Franjo Krežma Concert Hall
- Interactive map of Franjo Krežma Concert Hall
- Address: 2A knez Trpimir Street
- Location: Osijek, Croatia
- Coordinates: 45°33′21.481″N 18°41′42.428″E﻿ / ﻿45.55596694°N 18.69511889°E

Construction
- Built: 2024
- Opened: 27 September 2024
- Construction cost: € 1,7 million

= Franjo Krežma Concert Hall =

Concert hall in Osijek, Croatia

Franjo Krežma Concert Hall (Koncertna dvorana Franjo Krežma) is the first concert hall in Osijek, situated inside Cultural Center Osijek.

The size of the hall itself is 1000 m^{2} with a 400 seat capacity. It is the most modern concert hall in Croatia and the second largest concert hall in the country after Vatroslav Lisinski Concert Hall in Zagreb. It is named after Croatian violinist and composer Franjo Krežma.

It is expected that its opening will make Osijek a regional center for classical music.

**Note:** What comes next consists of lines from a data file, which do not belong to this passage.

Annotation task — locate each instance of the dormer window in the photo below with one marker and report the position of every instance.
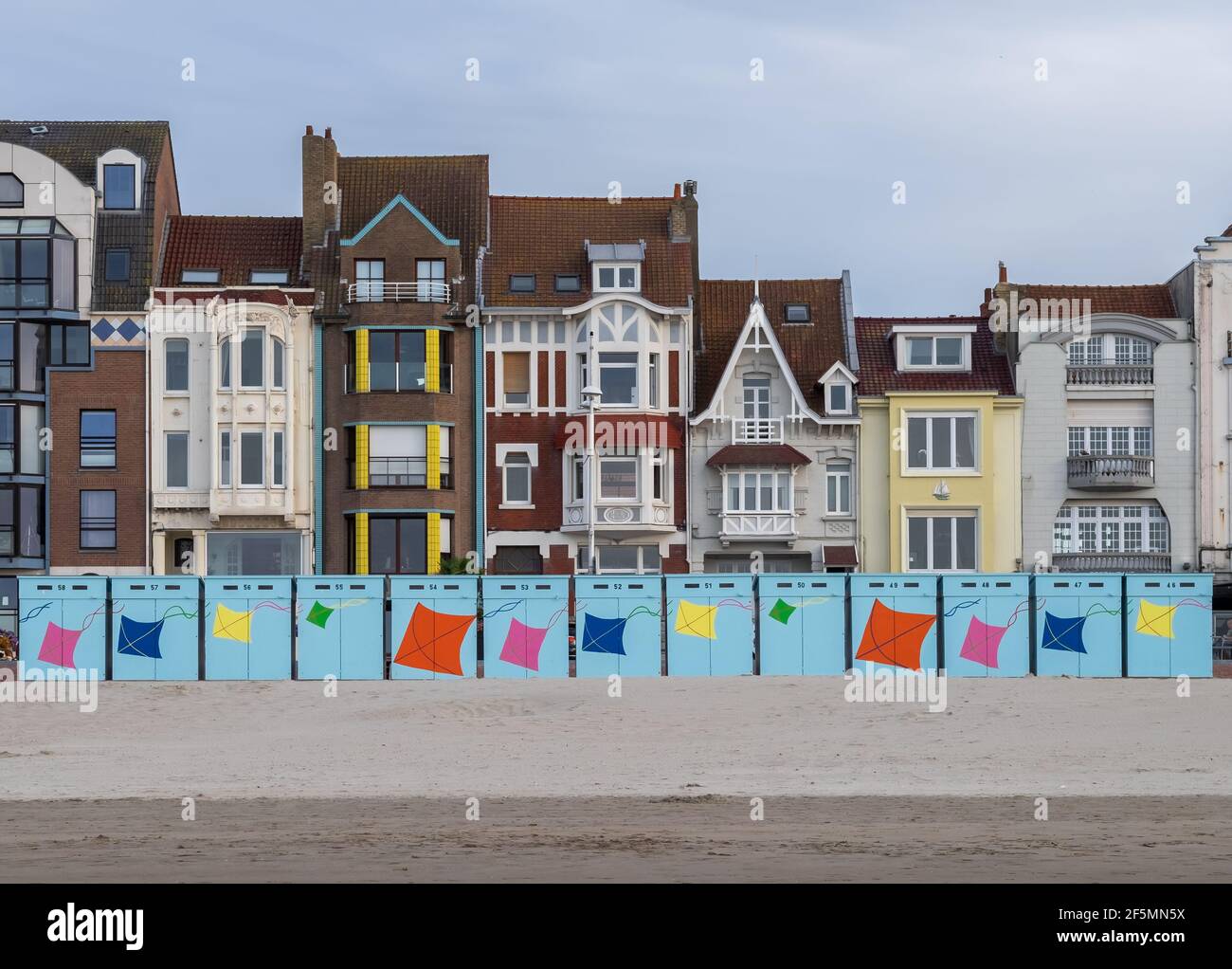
(12, 192)
(200, 276)
(119, 186)
(270, 276)
(948, 349)
(619, 278)
(796, 313)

The hall will house cultural and art events which previously could not be organized in Osijek.

The total cost of construction was € 1,7 million. It was financed by the Croatian Ministry of Culture and Media, which contributed with € 930.000, together with the Ministry of Regional Development and EU Funds, which contributed € 770.000.